Why do we do projects & programs?

Business is in continuous motion, taking steps to do craft something new, adapting or adjusting to changing conditions or maintaining old stuff to keep it alive and running.

The collective name for such efforts is “project”, as they usually time-bound and result from the collective work of a team. The results of these projects are “work products”, with quality and specifications matching the original requirements.

Massive privatizations and the looming Y2K deadline and the concept of Program (“Programme”) was created in the UK, reflecting the additional complexity and business dimension of complex projects, aiming at achieving a value or a state. The practice became a global standard in the industry.

The original reason to undertake these efforts, projects or programs remains: the need to get something (a work product or business value) delivered, preferably within pre-approved budget and time.

This is business after all: investing into a new venture, implies believing that the returns will be worth the investment. The capacity to deliver is key to the initial approval and funding. Meanwhile, the average poor performance of the execution has been undermining trust for decades, and stakeholders have been growing weary of launching another yet bottomless money pit.

Projects used to be relatively simple: run the payroll, manage inventory, perform financial transaction… Automation and more computing power led to more complex projects and programs: to pilot the robot-welding of car frames in a plant; inspect the tank of a nuclear reactor; land a spacecraft on a comet). Quantifying and realizing the expected value became an increasingly complex effort, as the actual use of the new construct was determining the true value. The delivery of a work product is not a business enabler, but only the justification of the now sunk costs. 

The realization of the value of a car is not when it sits on a dealership, but when a customer provides a payment for it. Until then, it was an investment (dealer) or a cost (manufacturer). Limiting projects valuation to their budget-to-delivery is reducing the overall project value to its costs of delivery. The problem is that project management models do not account for what happens after delivery, creating a major disconnect between business stakeholders and project management teams.
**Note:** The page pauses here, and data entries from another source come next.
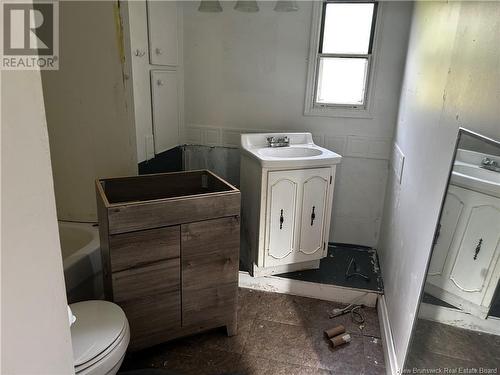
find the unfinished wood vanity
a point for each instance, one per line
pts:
(170, 252)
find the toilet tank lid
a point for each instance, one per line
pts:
(98, 324)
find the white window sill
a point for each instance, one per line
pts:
(338, 112)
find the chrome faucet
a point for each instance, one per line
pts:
(490, 164)
(278, 141)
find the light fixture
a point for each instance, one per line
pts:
(286, 6)
(210, 6)
(247, 6)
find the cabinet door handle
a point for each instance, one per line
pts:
(478, 248)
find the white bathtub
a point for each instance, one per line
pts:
(81, 254)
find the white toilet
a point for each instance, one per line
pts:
(100, 336)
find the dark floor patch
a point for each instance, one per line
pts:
(441, 346)
(333, 269)
(427, 298)
(278, 334)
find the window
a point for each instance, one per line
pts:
(341, 57)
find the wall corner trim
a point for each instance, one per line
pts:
(387, 341)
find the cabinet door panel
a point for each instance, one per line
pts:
(165, 109)
(210, 260)
(474, 262)
(282, 206)
(314, 201)
(162, 27)
(452, 210)
(152, 319)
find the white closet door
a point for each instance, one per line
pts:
(162, 28)
(314, 201)
(165, 109)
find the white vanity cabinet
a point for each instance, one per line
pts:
(297, 201)
(465, 268)
(287, 197)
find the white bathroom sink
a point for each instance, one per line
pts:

Project Management has become a quasi-commodity skill for technical staff as they became the trademark of technology roles. Since IT Department has been running projects for a long time, they appear best prepared to run all projects. This point of view carries some truth, as most technologists are comfortable with process discipline, reporting and team work already.

While this de facto specialization was good for the general practice of the discipline, a side effect has been the disengagement of non-technical staff. Business and functional specialists can hardly compete with technologists when the primary focus is adherence to methodologies and processes already part of their daily lives. The more process discipline brought into project management, the greater the gap with business priorities, drivers and insights, leading to a growing frustration by the business teams. This gap exacerbated over time and has turned into a somewhat toxic environment, loaded with misunderstanding and distrust between “project specialists” and “business leads”.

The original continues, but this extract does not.